Mobilisés aux côtés des plus vulnérables
La crise que nous traversons depuis un an a plongé dans la précarité ceux qui parvenaient encore à se maintenir dans un équilibre fragile. Pour les personnes déjà en situation de grande précarité, voire d’exclusion, la vie est devenue encore plus compliquée. Sami Chayata, délégué national adjoint de la filière Lutte contre les exclusions, n’hésite pas à parler d’une crise humanitaire.
Qui sont ces nouveaux visages de la précarité dont on parle tant aujourd’hui ?
Ce virus touche avant tout les plus vulnérables dont, évidemment, les personnes en situation d’errance, les personnes mal-logées, vivant dans des structures collectives ou dans des habitats insalubres. Le premier confinement a amené vers la précarité des personnes qui n’étaient pas identifiées auparavant par la Croix-Rouge française, des personnes qui étaient alors « à la lisière » de la pauvreté. Le deuxième confinement est venu ancrer ces publics dans une situation de précarité.
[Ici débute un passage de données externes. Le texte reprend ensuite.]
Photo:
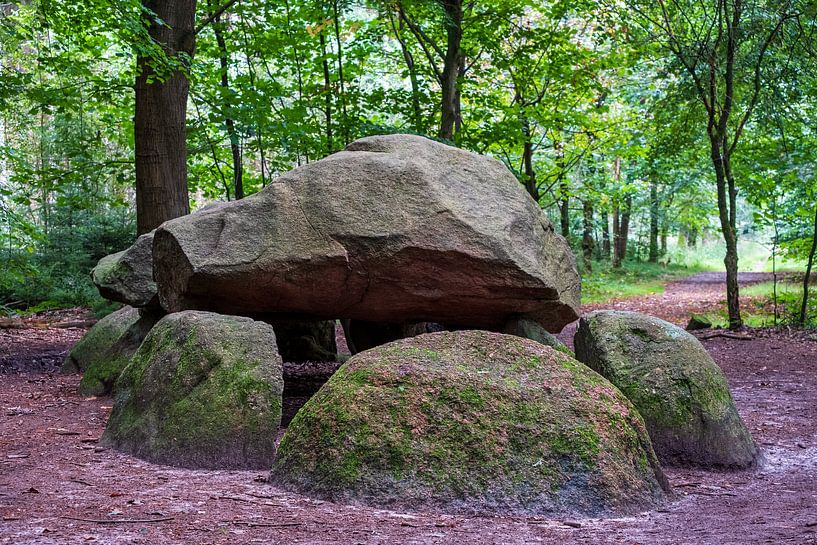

Nous les rencontrons désormais dans nos divers dispositifs.
Comment la Croix-Rouge française s’est-elle organisée pour faire face à cette augmentation des besoins?
Nous avons fait le choix de maintenir toutes nos activités de lutte contre les exclusions en les adaptant ou en les aménageant pour répondre aux contraintes sanitaires et faire face à cette situation exceptionnelle. Parce que « l’aller vers » demeure plus que jamais essentiel, nous avons intensifié nos maraudes, étendu les tournées et augmenté les distributions de kits hygiène et de nourriture. Nous avons créé des équipes mobiles sociales et sanitaires. Dans les accueils de jour, nous avons allongé les horaires pour compenser la réduction de notre capacité d’accueil. Très important, nous avons maintenu ouverts nos points hygiène, renforcé le 115 et l’hébergement d’urgence. Nos centres d’hébergement spécialisés (CHS) ont également rouvert pour accueillir les personnes malades mais ne nécessitant pas d’hospitalisation. La mobilisation des bénévoles et salariés de la Croix-Rouge française a été massive.
En quoi le maintien du lien social est-il fondamental ?
La question du lien social est au cœur de toutes nos activités. La crise sanitaire et les mesures de distanciation sont venues impacter ce lien social, mais nous avons mis en place différentes initiatives pour combler ce manque: appels de convivialité, visio conférences, envois de sms, création de groupes de conversation, etc. Des discussions informelles se sont organisées, permettant de créer des relations nouvelles, horizontales, entre les travailleurs sociaux et les personnes accueillies. Nous assurons des distributions de téléphones portables, de tablettes et d’ordinateurs pour équiper ceux qui en ont besoin. Quand la souffrance psychique des personnes est trop pesante, nous proposons des rendez-vous en présentiel, en petit comité. Notre objectif est de maintenir nos actions et notre accompagnement dans la durée, car la crise est loin d’être terminée.